An excellent feed for mature pigs that are being used for breeding and they love it. But don't ever cook it, feed it to them fresh and raw. If cooked the bones go hard and you could well end up with dead pigs.

Cheers,
Ronnie


----------



## linn (Jul 19, 2005)

I am with Ronney, if you stop feeding the fish at least 6 weeks before slaughter, it shouldn't affect the flavor of the meat. After all pigs will sometimes catch and eat small rodents, chickens etc. if they are allowed to roam.


----------



## Farmerga (May 6, 2010)

Thanks everybody.
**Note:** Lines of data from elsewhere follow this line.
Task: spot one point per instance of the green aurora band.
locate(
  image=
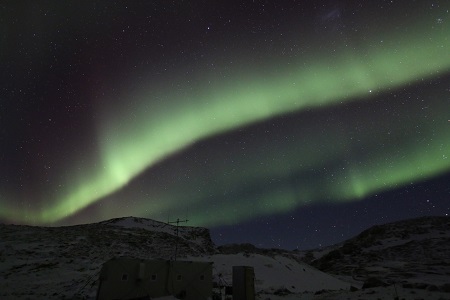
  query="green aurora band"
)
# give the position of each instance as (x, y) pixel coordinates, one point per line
(134, 139)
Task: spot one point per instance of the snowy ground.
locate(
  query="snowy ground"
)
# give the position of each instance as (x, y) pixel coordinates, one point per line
(64, 263)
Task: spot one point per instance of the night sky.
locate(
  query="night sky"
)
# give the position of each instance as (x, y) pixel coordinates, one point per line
(288, 124)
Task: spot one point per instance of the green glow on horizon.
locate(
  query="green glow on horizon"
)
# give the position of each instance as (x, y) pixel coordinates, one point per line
(137, 138)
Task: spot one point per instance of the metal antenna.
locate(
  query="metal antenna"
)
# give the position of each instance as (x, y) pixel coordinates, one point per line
(178, 221)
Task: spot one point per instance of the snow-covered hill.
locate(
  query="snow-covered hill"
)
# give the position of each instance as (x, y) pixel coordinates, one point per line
(64, 262)
(412, 253)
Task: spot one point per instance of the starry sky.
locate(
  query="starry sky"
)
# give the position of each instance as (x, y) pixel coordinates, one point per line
(288, 124)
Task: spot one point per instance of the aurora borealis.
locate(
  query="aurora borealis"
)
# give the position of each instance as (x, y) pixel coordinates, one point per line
(232, 115)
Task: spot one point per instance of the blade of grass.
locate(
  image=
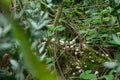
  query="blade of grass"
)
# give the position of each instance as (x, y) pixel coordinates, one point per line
(36, 68)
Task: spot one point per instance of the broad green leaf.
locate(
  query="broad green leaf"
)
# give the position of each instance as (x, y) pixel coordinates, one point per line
(88, 75)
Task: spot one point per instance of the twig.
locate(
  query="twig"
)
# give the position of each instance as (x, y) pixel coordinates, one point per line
(58, 14)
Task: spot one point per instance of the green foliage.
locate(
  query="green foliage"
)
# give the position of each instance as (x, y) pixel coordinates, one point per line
(84, 40)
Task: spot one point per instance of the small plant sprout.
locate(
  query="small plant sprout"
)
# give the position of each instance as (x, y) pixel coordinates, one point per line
(77, 67)
(92, 61)
(62, 42)
(53, 40)
(80, 71)
(73, 73)
(96, 72)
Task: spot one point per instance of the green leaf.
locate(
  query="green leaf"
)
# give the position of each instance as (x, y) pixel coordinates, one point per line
(60, 28)
(87, 75)
(110, 64)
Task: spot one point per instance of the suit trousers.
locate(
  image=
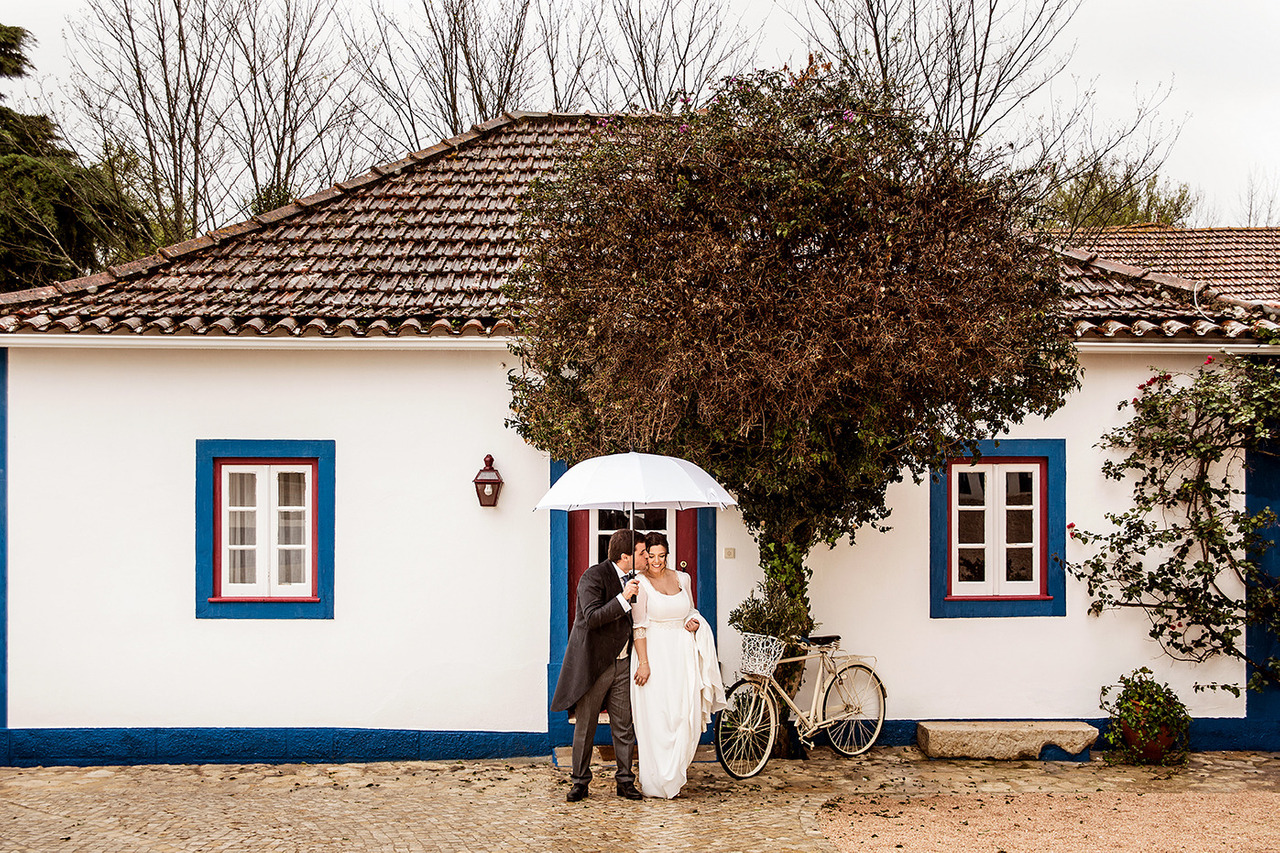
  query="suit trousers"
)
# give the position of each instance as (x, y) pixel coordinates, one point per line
(613, 690)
If I were to feed fish, it would be only as a supliment, not as a main food source for breeders and young growers. I would not feed it to those pigs that are close to harvest size.


----------



## HeritagePigs (Aug 11, 2009)

Give a hog a fish and you feed him for a day. Teach a hog to fish and you feed him for a lifetime.


----------



## Farmerga (May 6, 2010)

HeritagePigs said:


> Give a hog a fish and you feed him for a day. Teach a hog to fish and you feed him for a lifetime.


Perhaps I will try to breed a line of angler pigs!!??? :hysterical:


----------



## highlands (Jul 18, 2004)

I've never fed fish but what I've read is that it should not be fed in the last month or it gives a fishy taste, especially to the fat. Maybe it has high Omega-3 Fatty Acids though.


----------